When adjusting and testing:
Person A stands in a natural posture facing in the direction of the arrow The feet should be placed at somewhat less than the width of the hips. The knees are not locked and not bent, but just ever so much feeling soft. The head and neck are an extension of the spine and come straight up from the spine, and have the same basic alignment as the spine. Person B stands in line with Person A’s shoulders and facing Person A.
Person B helps person A to adjust their posture. Pay attention to the head and neck, the sway in the lower back, and the angle of the trunk, which should appear to be ever so much forward from center.
Once Person B feels like they have Person A “standing with grace and power” then Person B is to take their right hand and place the fingertips and the base of the palm of the right hand, on the center of the upper chest of Person A. (Near the top of the rib cage.)
Let Person A have a moment to acclimate to the touch, while both people take a fairly deep breath.
Person B then pushes lightly but firmly against Person A to see if they are indeed balanced. Push according to the current ability of Person A, and NOT with the intent of pushing them over. You should push with an amount of power that facilitates Person A working at between 95% and 105% of their current ability (Their “Power Learning” range). This is very important. Push them too hard and they will learn very little. Push them too softly and they will learn very little.
When being pushed, Person A should have a sense that the force of the push travels mainly in two directions – Up and out of the top of the skull, and Down and through the legs and feet. The push should help Person A to feel as if their spine is being elongated ever so much, while at the same time feeling that the push “grounds” them.
Person A should be quite careful to NOT brace against the force of the push in order to maintain balance.
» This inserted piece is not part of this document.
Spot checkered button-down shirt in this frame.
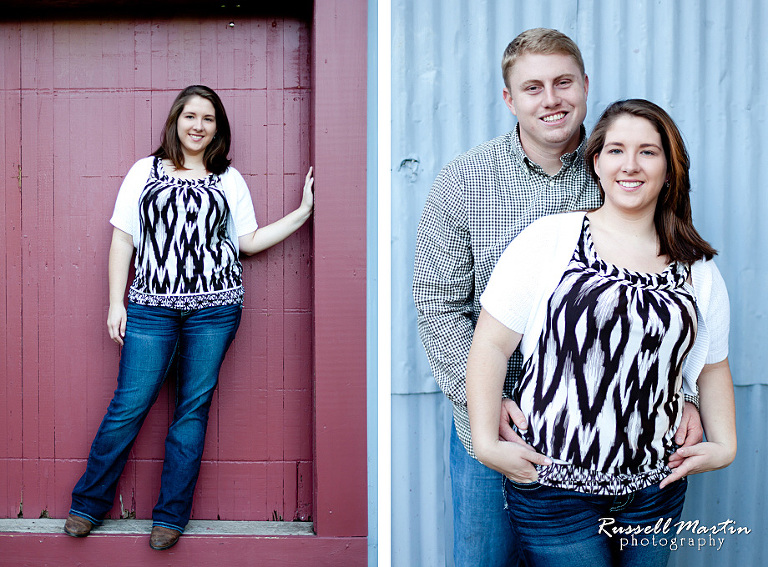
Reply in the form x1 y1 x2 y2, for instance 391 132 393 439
413 126 602 456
Breathe easily and feel the energy run throughout your entire body.
Find one or two people to practice this with so that you can learn:
A) How to better adjust your own posture.
B) What good posture looks like in others, and how you can help others maintain a posture of grace and power.
C) How to attune yourself to a partner by learning how to work in their 95%-105% Power Learning range.
You can also do this exercise from a seated position. If so, Person A will need to sit somewhat close to the edge of their chair.
Possible Additional Activities
- Prior to getting into position, develop an “as if” statement. You make a statement about what you would like to accomplish “AS IF” it was already accomplished.
- Once you have the statement clearly in mind, then go ahead and do the practice, and from time to time, in a nice, slow, relaxed rhythm, repeat your “as if” statement to yourself. If you are by yourself, say your “as if” statement out loud.
- At the same time that you are doing all of this, notice from time to time how various aspects of your experience change.
- Do the practice while practicing giving a speech, or making a declaration to someone.